If Mr Cameron went against the grain, it could have catastrophic consequences for the "leave" camp. Only there is an open competition for designation being held. Thus, key functions such as preparing and sending out the referendum address, and preparing the referendum broadcasts, can only be started once the lead campaigners have been selected. By contrast, the "remainers" which have already decided on their lead.

"When people wake up to what seems to be going on", Booker writes, "there will be uproar, because this would allow only a ridiculously short time for the two chosen groups to organise their supporters, recruit donors, prepare and circulate their publicity material, arrange meetings and broadcasts, and heaven knows what else".

Booker thus asks whether Mr Cameron thinks he can get away with this. He ventures that the whole charade will be seen as so shabby and meaningless that any hope that it will have "settled the European issue for a generation" will be as empty as his cynically stitched-up little victory. 

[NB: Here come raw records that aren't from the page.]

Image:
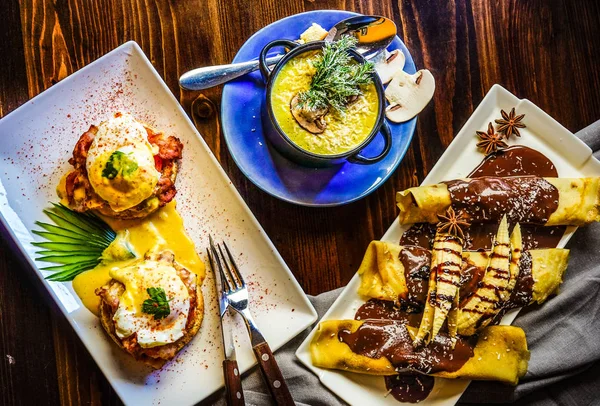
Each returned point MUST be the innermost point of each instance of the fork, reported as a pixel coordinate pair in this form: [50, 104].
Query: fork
[236, 293]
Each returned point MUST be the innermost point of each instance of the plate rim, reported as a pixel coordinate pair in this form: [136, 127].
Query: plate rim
[303, 351]
[7, 232]
[412, 123]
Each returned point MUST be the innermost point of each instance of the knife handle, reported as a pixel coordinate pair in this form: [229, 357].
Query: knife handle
[233, 383]
[272, 374]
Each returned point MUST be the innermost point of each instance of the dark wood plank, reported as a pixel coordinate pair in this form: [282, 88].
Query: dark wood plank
[540, 50]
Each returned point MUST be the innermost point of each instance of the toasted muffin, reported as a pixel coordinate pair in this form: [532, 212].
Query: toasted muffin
[123, 169]
[152, 354]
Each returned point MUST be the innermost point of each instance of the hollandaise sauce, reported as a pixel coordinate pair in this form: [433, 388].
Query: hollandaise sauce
[161, 230]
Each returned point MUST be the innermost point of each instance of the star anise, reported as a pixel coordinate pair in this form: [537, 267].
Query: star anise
[510, 123]
[453, 223]
[490, 140]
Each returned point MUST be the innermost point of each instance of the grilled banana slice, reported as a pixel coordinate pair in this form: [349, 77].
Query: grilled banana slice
[448, 249]
[429, 311]
[485, 303]
[516, 247]
[453, 318]
[444, 280]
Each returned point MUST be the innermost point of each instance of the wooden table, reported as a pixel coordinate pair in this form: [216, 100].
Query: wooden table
[546, 51]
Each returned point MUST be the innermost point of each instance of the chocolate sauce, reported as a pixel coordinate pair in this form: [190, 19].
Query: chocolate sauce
[527, 199]
[390, 339]
[479, 236]
[376, 309]
[416, 262]
[411, 388]
[517, 160]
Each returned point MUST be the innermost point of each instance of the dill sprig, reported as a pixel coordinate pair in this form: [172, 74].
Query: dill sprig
[337, 77]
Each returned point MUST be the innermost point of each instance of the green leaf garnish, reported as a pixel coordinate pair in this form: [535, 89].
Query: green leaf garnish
[157, 305]
[119, 162]
[75, 242]
[338, 77]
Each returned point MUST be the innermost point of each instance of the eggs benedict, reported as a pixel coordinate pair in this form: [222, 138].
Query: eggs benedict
[122, 169]
[151, 307]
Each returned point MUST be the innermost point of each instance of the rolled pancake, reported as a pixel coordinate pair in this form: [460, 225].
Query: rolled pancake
[500, 354]
[383, 276]
[578, 202]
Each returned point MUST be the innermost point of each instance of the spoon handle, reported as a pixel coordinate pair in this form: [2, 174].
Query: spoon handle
[209, 76]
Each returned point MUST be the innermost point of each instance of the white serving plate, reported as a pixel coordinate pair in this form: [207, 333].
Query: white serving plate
[571, 157]
[37, 140]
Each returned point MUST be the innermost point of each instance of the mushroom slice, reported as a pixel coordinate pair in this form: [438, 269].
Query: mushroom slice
[408, 95]
[389, 66]
[309, 119]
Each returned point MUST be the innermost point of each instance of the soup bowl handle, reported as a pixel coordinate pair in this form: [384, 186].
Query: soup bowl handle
[387, 139]
[264, 67]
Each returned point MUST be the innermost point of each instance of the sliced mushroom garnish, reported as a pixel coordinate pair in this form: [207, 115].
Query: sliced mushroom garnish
[408, 95]
[309, 119]
[388, 68]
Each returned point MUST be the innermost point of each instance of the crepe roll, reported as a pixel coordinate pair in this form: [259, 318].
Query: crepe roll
[527, 199]
[499, 353]
[393, 272]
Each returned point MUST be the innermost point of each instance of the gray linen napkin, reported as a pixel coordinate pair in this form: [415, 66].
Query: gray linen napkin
[563, 336]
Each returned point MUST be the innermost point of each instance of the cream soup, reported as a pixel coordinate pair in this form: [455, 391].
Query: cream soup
[344, 131]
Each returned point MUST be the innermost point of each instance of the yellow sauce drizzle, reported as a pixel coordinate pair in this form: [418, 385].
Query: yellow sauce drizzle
[161, 230]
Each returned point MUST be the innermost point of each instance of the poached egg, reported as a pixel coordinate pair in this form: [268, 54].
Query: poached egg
[129, 317]
[120, 163]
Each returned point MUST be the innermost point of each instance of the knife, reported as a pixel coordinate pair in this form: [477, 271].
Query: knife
[231, 372]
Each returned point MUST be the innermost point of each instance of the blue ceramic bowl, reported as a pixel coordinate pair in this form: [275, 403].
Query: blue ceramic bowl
[265, 166]
[285, 145]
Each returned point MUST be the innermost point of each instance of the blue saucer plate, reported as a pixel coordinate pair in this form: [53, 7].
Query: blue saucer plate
[242, 127]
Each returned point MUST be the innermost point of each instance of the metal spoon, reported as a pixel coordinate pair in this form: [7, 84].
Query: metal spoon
[374, 34]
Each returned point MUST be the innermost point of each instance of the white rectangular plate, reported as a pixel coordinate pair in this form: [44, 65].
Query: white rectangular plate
[571, 157]
[38, 139]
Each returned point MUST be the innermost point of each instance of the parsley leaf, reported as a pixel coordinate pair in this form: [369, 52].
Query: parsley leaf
[119, 162]
[157, 305]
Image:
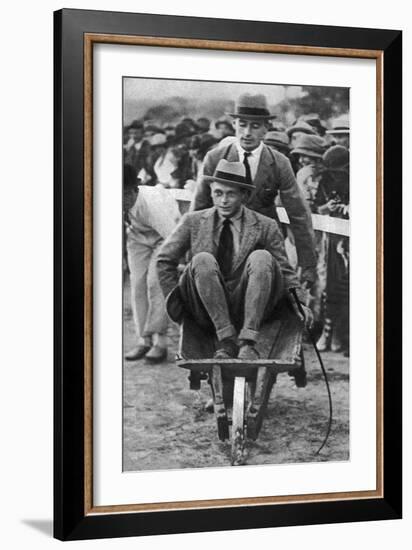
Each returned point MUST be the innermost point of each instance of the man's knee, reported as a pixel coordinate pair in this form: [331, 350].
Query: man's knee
[204, 261]
[260, 259]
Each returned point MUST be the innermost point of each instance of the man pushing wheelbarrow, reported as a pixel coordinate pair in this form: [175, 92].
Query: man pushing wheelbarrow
[238, 270]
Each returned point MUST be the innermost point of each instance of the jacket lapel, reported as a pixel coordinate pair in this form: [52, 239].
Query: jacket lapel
[250, 235]
[204, 242]
[265, 169]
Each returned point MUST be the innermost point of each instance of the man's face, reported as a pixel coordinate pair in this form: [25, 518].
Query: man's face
[307, 160]
[226, 198]
[250, 133]
[135, 134]
[223, 130]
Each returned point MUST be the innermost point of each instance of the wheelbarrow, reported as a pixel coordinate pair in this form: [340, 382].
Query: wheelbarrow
[241, 389]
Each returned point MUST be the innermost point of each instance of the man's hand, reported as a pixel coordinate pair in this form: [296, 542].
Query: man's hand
[306, 317]
[308, 276]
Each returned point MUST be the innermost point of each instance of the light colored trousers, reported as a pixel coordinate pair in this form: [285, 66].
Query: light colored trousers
[147, 301]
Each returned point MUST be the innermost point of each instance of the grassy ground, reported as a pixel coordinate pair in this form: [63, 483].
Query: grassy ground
[166, 426]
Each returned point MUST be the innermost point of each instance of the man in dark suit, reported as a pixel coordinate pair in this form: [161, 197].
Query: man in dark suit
[238, 270]
[269, 172]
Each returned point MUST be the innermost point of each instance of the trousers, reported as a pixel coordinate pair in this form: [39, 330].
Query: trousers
[234, 307]
[147, 301]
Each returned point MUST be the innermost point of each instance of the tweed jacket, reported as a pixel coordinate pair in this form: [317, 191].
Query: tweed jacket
[196, 233]
[274, 177]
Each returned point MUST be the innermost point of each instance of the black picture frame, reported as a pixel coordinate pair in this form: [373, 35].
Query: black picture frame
[71, 519]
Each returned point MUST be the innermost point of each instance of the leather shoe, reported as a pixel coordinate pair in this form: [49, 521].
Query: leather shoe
[156, 354]
[247, 351]
[226, 349]
[137, 353]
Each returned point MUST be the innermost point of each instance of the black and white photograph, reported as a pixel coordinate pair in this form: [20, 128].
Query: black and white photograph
[236, 263]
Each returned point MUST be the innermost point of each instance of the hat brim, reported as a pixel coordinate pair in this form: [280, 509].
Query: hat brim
[251, 117]
[337, 132]
[279, 144]
[308, 152]
[291, 131]
[211, 179]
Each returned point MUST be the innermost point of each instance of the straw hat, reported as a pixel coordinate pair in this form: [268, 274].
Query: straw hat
[230, 173]
[252, 107]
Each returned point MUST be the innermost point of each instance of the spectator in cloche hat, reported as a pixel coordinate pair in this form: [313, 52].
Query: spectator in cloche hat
[333, 200]
[308, 154]
[340, 131]
[137, 149]
[169, 130]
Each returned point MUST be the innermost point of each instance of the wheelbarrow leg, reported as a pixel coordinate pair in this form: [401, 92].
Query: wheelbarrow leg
[238, 422]
[257, 408]
[219, 406]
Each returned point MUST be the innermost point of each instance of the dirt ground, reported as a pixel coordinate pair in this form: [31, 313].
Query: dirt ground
[165, 425]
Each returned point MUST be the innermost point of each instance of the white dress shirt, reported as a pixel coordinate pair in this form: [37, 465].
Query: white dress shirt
[236, 228]
[253, 158]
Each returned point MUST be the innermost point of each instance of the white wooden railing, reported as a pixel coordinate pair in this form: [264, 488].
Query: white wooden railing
[320, 222]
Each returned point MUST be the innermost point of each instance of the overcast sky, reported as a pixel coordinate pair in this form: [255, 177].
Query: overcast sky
[141, 93]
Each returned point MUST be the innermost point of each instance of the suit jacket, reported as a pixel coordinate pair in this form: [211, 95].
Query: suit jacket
[274, 176]
[196, 233]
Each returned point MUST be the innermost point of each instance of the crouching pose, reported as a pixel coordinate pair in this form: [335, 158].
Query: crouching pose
[238, 270]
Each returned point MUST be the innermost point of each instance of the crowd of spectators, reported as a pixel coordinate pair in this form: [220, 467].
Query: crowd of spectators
[172, 155]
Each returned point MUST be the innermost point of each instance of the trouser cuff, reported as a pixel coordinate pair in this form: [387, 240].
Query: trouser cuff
[226, 332]
[248, 334]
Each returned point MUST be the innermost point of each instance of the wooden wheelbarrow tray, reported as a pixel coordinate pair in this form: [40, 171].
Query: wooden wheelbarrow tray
[244, 386]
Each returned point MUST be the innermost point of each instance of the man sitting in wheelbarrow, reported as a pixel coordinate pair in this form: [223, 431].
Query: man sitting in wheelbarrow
[238, 270]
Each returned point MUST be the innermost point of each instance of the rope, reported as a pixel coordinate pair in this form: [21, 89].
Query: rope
[312, 339]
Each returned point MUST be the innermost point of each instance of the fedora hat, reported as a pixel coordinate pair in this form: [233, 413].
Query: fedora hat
[230, 173]
[340, 125]
[277, 139]
[252, 107]
[312, 146]
[300, 126]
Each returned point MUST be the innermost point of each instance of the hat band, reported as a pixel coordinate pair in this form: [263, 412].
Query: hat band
[228, 176]
[252, 111]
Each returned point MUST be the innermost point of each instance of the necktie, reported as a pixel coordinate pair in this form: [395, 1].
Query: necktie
[247, 166]
[224, 254]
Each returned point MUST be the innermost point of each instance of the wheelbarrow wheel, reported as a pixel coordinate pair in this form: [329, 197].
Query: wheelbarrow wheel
[238, 422]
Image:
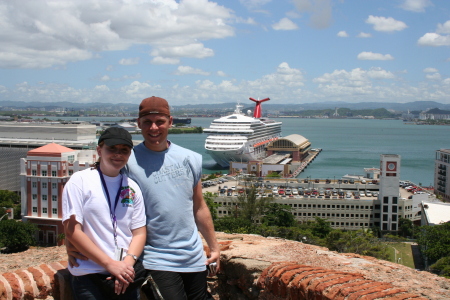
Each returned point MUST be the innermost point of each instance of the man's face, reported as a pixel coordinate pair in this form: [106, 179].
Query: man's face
[154, 129]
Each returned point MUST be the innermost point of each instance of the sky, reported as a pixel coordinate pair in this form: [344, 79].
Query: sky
[200, 51]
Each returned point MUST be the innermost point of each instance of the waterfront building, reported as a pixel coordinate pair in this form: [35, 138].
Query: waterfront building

And there one must pause for thought. Mr Cameron has been bending over backwards to be seen to be running a "fair" referendum. He conceded on the purdah question and did not argue with the Electoral Commission about changing the wording of the question.

To "steal" a victory in such the shoddy way we have outlined would be running against the trend, and contradict his on 5 January statement. If he won as a result, it would also be a Pyrrhic victory. As Booker points out, the contest would be seen to be unfair and the result would settle nothing. On balance, therefore, it looks unlikely that Mr Cameron would pull a fast one, even if legally there is nothing to stop him doing so.

Interestingly, for once, we have in Liam Halligan in the Telegraph some agreement that Mr Cameron is more likely to play a long game, and could already be signalling that a June referendum is "unlikely".

Nevertheless, with the decision entirely in the hands of one man, and the referendum already having been rigged to afford the Prime Minister maximum flexibility, an early referendum cannot totally be ruled out. My money is still on next year, but there's no such thing as a certain bet.